Someone brought a shade along with them to the dream, and the powerful, haunted figment of their partner's mind easily overpowered both Kanaya and Gamzee.
Limbo, for them, is a great desert. Together, they are sentenced to abject loneliness in this desert.
She is stuck with idle musings about the past – a labyrinth of questions over what went wrong when and how she might have saved herself. It hardly matters to her whether he could have escaped or not. He is trapped in the puzzle of his own mind; in that complacency he is content.
Kanaya doesn't know who among their group brought the shade, but after a couple of scorched days and frozen nights, she doesn't care. The climate cannot harm them – it is wholly in their heads. However, there is a certain unease that arises when one spends a few days in sun and heat without feeling the effects. Nighttime is very cold, but they do not huddle together.
With nothing else to do, Kanaya spends her time building and perfecting a walled oasis. Though her work is magnificent she dearly hopes that no one will ever have to appreciate it.
Gamzee is a madman and a clown; he rages at her in the sun and ignores her in the darkness. Aqueducts are kicked over in blind fits, the empty palace loses towers, and everything is vandalized with rainbow paints. He has to assert his power here, ruining a day's work in minutes. Later, he will search for her and apologize. Tomorrow they will repeat this process.
If Kanaya had to choose anyone to go mad with, Gamzee would be the obvious choice. One night there is a full moon and they howl at it until their throats ache. Days later it rains and they run through the bazaar with reckless abandon. She likes making clothes for the two of them without the laws of reality to constrict her imagination, and he has nothing againsplaying dress up.

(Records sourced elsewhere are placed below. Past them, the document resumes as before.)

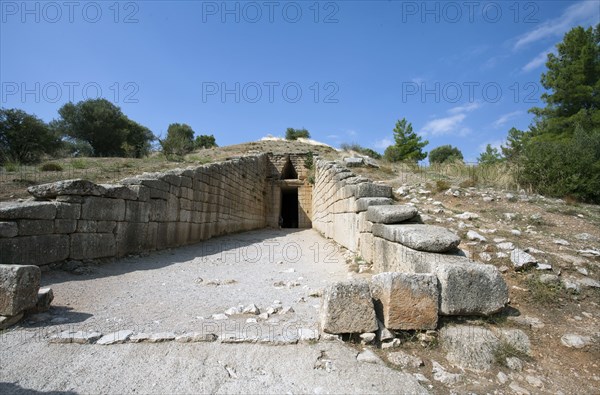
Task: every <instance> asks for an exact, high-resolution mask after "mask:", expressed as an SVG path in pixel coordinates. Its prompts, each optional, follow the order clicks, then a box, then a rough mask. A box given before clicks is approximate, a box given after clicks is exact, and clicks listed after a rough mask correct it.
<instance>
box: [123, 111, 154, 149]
mask: <svg viewBox="0 0 600 395" xmlns="http://www.w3.org/2000/svg"><path fill="white" fill-rule="evenodd" d="M155 139H156V137H154V134H152V132H151V131H150V129H148V128H147V127H145V126H142V125H140V124H139V123H137V122H135V121H132V120H130V119H128V120H127V126H126V133H125V141H124V142H123V144H122V145H121V148H123V151H124V153H125V156H128V157H132V158H141V157H144V156H147V155H148V154H149V153H150V149H151V142H152V141H153V140H155Z"/></svg>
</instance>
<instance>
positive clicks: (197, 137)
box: [194, 134, 218, 148]
mask: <svg viewBox="0 0 600 395" xmlns="http://www.w3.org/2000/svg"><path fill="white" fill-rule="evenodd" d="M212 147H218V145H217V141H216V140H215V136H213V135H212V134H211V135H210V136H209V135H206V134H201V135H200V136H197V137H196V140H195V141H194V148H212Z"/></svg>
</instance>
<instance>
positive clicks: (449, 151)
mask: <svg viewBox="0 0 600 395" xmlns="http://www.w3.org/2000/svg"><path fill="white" fill-rule="evenodd" d="M463 159H464V158H463V155H462V152H460V150H459V149H458V148H456V147H453V146H451V145H441V146H439V147H437V148H434V149H432V150H431V151H430V152H429V162H430V163H444V162H455V161H462V160H463Z"/></svg>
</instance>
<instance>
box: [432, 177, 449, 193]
mask: <svg viewBox="0 0 600 395" xmlns="http://www.w3.org/2000/svg"><path fill="white" fill-rule="evenodd" d="M450 186H451V185H450V183H449V182H448V181H444V180H437V181H436V182H435V189H436V191H438V192H444V191H447V190H448V189H450Z"/></svg>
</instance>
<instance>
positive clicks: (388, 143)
mask: <svg viewBox="0 0 600 395" xmlns="http://www.w3.org/2000/svg"><path fill="white" fill-rule="evenodd" d="M392 144H394V141H393V140H392V139H390V138H387V137H385V138H382V139H381V140H377V141H375V143H374V144H373V147H375V148H379V149H386V148H387V147H389V146H390V145H392Z"/></svg>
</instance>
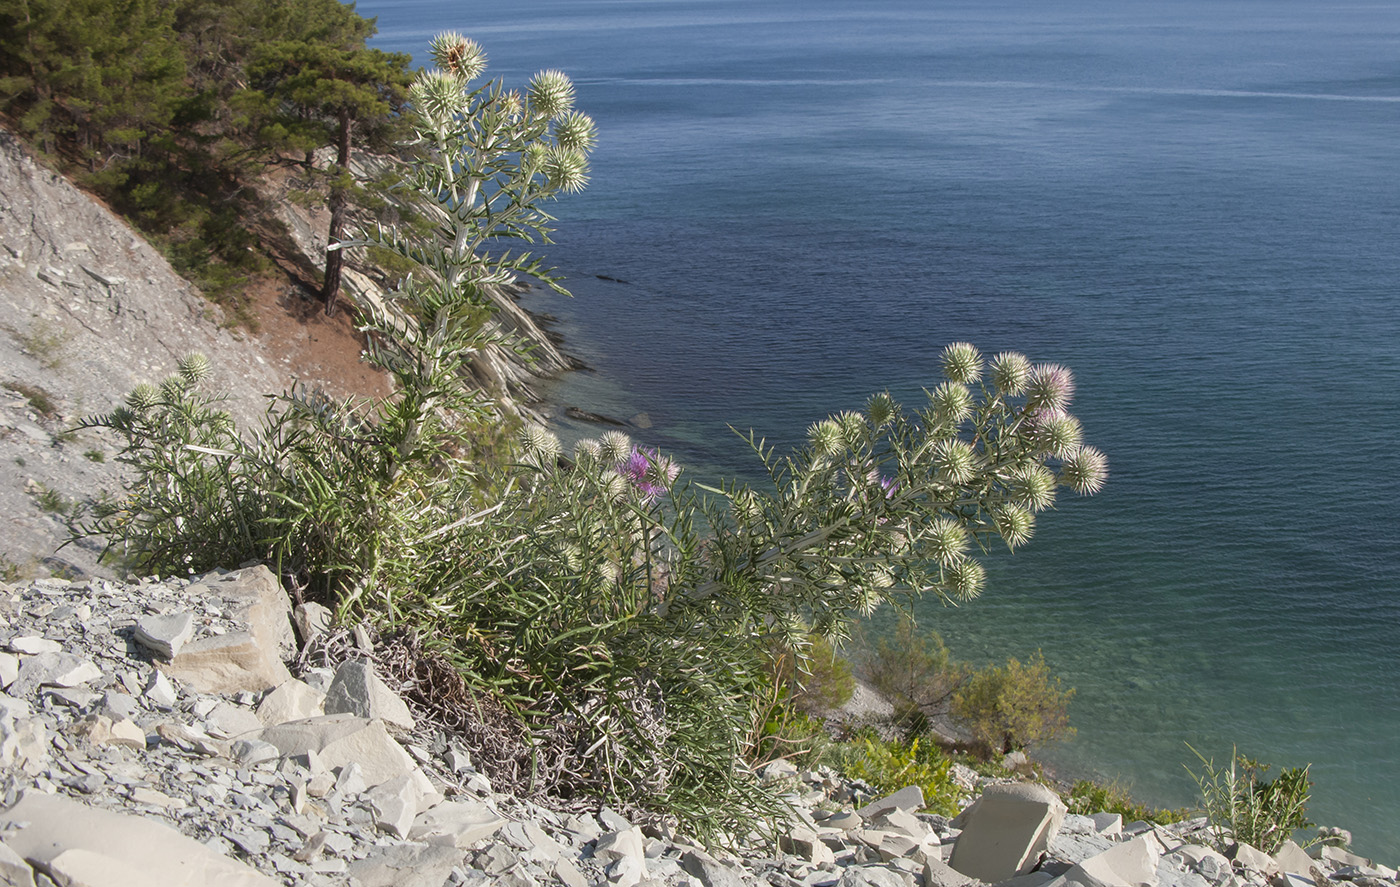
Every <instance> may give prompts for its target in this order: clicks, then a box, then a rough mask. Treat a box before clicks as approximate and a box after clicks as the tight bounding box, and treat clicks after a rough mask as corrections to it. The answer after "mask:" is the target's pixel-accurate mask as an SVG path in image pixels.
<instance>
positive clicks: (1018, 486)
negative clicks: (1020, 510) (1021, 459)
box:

Indifferent coexistence bleeds into bonding out of boredom bleeds into passive affection and at some point they start huddling together on particularly cold nights.

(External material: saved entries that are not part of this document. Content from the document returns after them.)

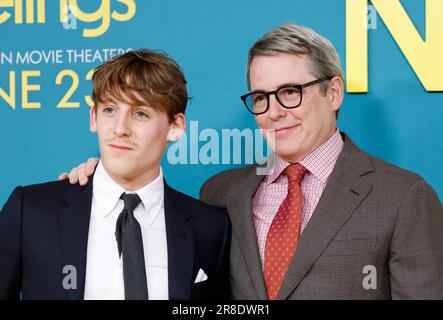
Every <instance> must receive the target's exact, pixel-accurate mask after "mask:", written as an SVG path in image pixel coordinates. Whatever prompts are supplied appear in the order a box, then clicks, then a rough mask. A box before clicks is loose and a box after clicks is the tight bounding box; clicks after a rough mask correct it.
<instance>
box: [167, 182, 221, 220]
mask: <svg viewBox="0 0 443 320" xmlns="http://www.w3.org/2000/svg"><path fill="white" fill-rule="evenodd" d="M165 191H166V192H167V193H168V196H169V197H171V198H172V199H173V201H174V203H175V204H176V205H178V204H180V207H181V208H182V209H183V210H186V211H187V212H188V213H192V215H193V216H197V217H200V216H202V217H208V218H209V219H220V220H225V219H228V215H227V212H226V209H225V208H223V207H220V206H215V205H210V204H207V203H205V202H203V201H200V200H197V199H195V198H193V197H191V196H188V195H187V194H184V193H182V192H180V191H178V190H175V189H173V188H171V187H170V186H168V185H165Z"/></svg>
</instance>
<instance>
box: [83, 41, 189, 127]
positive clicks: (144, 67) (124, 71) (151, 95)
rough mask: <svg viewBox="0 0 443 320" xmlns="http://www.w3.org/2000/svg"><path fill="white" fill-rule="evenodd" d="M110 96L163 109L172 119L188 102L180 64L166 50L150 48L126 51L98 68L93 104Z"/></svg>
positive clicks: (185, 85) (123, 100) (124, 100)
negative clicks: (159, 51) (162, 50)
mask: <svg viewBox="0 0 443 320" xmlns="http://www.w3.org/2000/svg"><path fill="white" fill-rule="evenodd" d="M124 96H126V98H124ZM110 97H114V98H116V99H118V100H120V101H124V102H128V103H131V104H135V105H148V106H150V107H153V108H156V109H160V110H163V111H165V112H166V113H167V115H168V117H169V121H173V119H174V116H175V115H176V114H178V113H184V112H185V110H186V104H187V102H188V94H187V91H186V79H185V77H184V75H183V73H182V71H181V69H180V66H179V65H178V64H177V63H176V62H175V61H174V60H172V59H171V58H170V57H169V56H168V55H167V54H166V53H164V52H157V51H152V50H147V49H142V50H137V51H130V52H127V53H125V54H122V55H120V56H117V57H115V58H113V59H111V60H109V61H107V62H105V63H104V64H102V65H100V66H99V67H97V68H96V69H95V71H94V75H93V76H92V100H93V101H94V104H95V105H97V104H98V103H105V102H107V100H108V98H110Z"/></svg>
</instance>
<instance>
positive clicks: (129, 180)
mask: <svg viewBox="0 0 443 320" xmlns="http://www.w3.org/2000/svg"><path fill="white" fill-rule="evenodd" d="M105 170H106V168H105ZM108 174H109V176H110V177H111V178H112V179H113V180H114V181H115V182H116V183H117V184H118V185H120V186H121V187H122V188H123V189H125V190H127V191H136V190H139V189H141V188H143V187H144V186H146V185H148V184H150V183H151V182H152V181H154V180H155V179H156V178H157V177H158V176H159V174H160V166H158V167H155V168H152V169H151V170H148V171H145V172H143V173H141V174H138V175H135V176H134V177H123V176H118V175H115V174H111V173H109V172H108Z"/></svg>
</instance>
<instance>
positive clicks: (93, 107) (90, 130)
mask: <svg viewBox="0 0 443 320" xmlns="http://www.w3.org/2000/svg"><path fill="white" fill-rule="evenodd" d="M89 130H90V131H91V132H97V107H96V106H93V107H92V108H91V109H89Z"/></svg>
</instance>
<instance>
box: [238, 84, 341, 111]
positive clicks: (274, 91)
mask: <svg viewBox="0 0 443 320" xmlns="http://www.w3.org/2000/svg"><path fill="white" fill-rule="evenodd" d="M332 78H334V77H333V76H328V77H323V78H320V79H317V80H314V81H310V82H307V83H304V84H291V85H286V84H285V85H283V86H281V87H279V88H277V90H273V91H267V92H266V91H262V90H256V91H252V92H248V93H247V94H244V95H242V96H240V99H241V100H242V101H243V103H244V105H245V106H246V109H248V111H249V112H251V113H252V114H253V115H260V114H264V113H266V112H268V110H269V97H270V96H271V95H274V96H275V99H276V100H277V101H278V103H279V104H280V105H281V106H282V107H283V108H285V109H295V108H297V107H299V106H300V105H301V103H302V101H303V89H304V88H307V87H310V86H313V85H314V84H317V83H322V82H324V81H329V80H331V79H332ZM283 88H295V89H298V91H300V102H299V104H298V105H296V106H292V107H287V106H285V105H284V104H283V103H281V101H280V100H279V98H278V95H277V92H278V91H279V90H281V89H283ZM255 93H262V94H264V95H265V97H266V100H267V105H266V109H265V110H264V111H262V112H254V111H252V110H251V109H249V107H248V104H247V103H246V98H247V97H249V96H250V95H253V94H255Z"/></svg>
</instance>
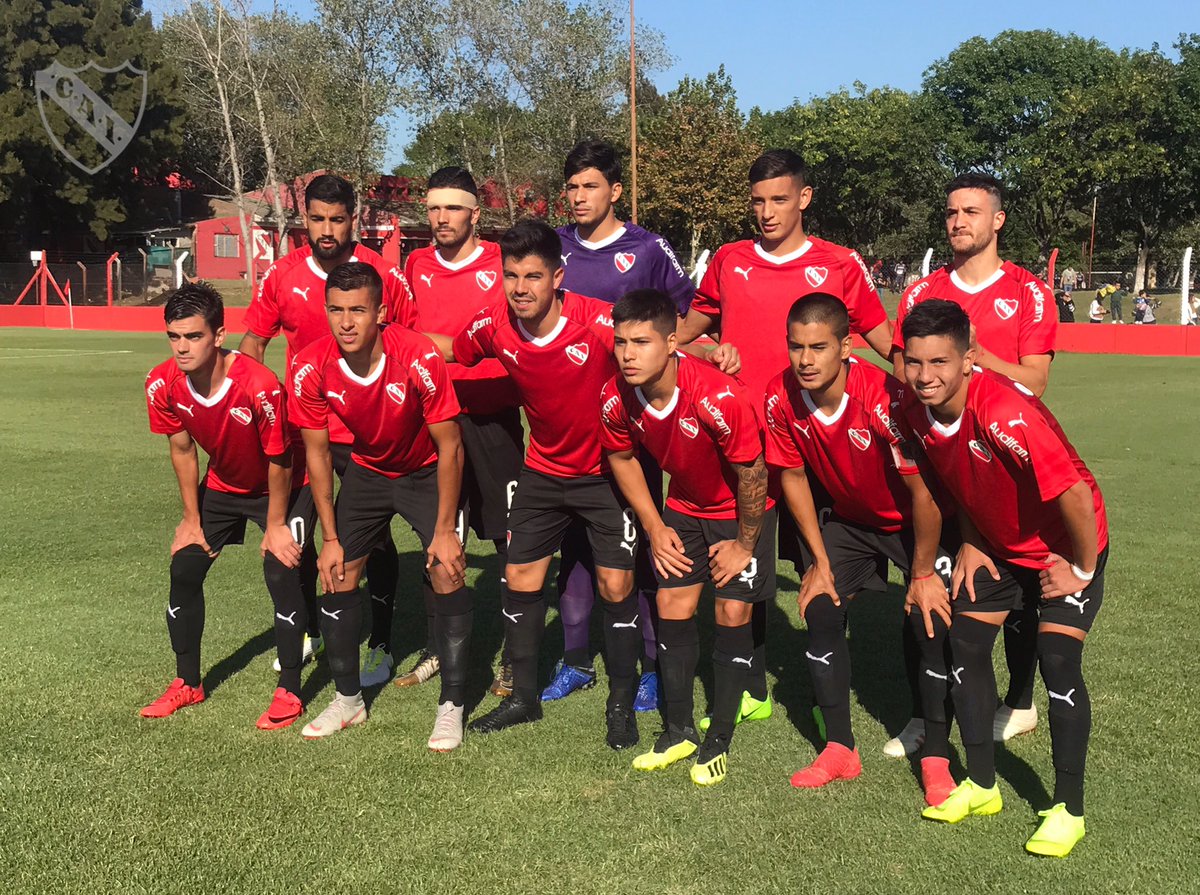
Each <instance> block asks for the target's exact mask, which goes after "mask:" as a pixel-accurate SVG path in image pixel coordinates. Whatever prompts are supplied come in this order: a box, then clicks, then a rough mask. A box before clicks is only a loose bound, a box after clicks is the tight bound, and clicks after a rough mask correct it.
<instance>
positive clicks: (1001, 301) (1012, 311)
mask: <svg viewBox="0 0 1200 895" xmlns="http://www.w3.org/2000/svg"><path fill="white" fill-rule="evenodd" d="M992 307H995V308H996V317H998V318H1000V319H1001V320H1007V319H1008V318H1009V317H1012V316H1013V314H1015V313H1016V307H1018V305H1016V299H996V301H995V302H994V305H992Z"/></svg>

Like a long-suffering serf under a harsh lord, he will outlast this and any other trial that comes his way. She, however, is the hapless widow: a young bride ruined for all the world by the dead husband that was lost too soon. Kanaya will, out of necessity, endure.
In the end, after the battle of wills has been waged, after the many and various loaded words have been said, after all the late nights and hard days and the brutal heat has softened at the edges, will they ever wake up?
i like inception, gamkan, are writing things that aren't half as fun to read. Hence: this.